I don't have any 1st hand experience with them - but a number of the techy guys here (at a Software company) have reported excellent results and good prices from www.geek.com. Good luck!
[/quote]

It is actually www.geeks.com . I have ordered several items from this place and have have good luck with them, and have found that the prices were great. They have a refurbished Dell laptop for $359 that may work for you.

Chris


----------



## HootBob (Apr 26, 2004)

You can also check outTiger Direct
They have some pretty good deals maybe they might even have some refurbished ones

Don


----------



## Lmbevard (Mar 18, 2006)

I hate to say it, but you get what you pay for. A usable laptop, one with wireless connection built in as well as enough memory and speed to be usable will cost ~$400 or more used. A new one from Dell right now starts at $500 and I have seen them for less. I have bought 2 used laptops before and thought I was saving money but one died after 3 months (90 day warrenty of course) and the other one was only usable as a typewritter. So consider getting something that will last for a while instead of something that will just do.
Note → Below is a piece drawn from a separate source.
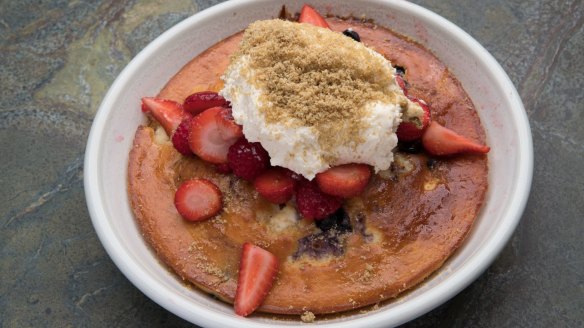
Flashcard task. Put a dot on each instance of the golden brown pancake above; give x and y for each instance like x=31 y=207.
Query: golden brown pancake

My 2 cents worth.


----------



## nynethead (Sep 23, 2005)

There are many sites out therer where you can get a new laptop for 500-600 dollars with a waranty.

www.oupost.com has sales every week.

www.pricewatch.com will give all vendors with new or used laptops

www.buy.com also has great deals depending the week.

www.newegg.com has great prices, not sure about laptops. ordered 5.1 speaker set and an mp3 player from them today.


----------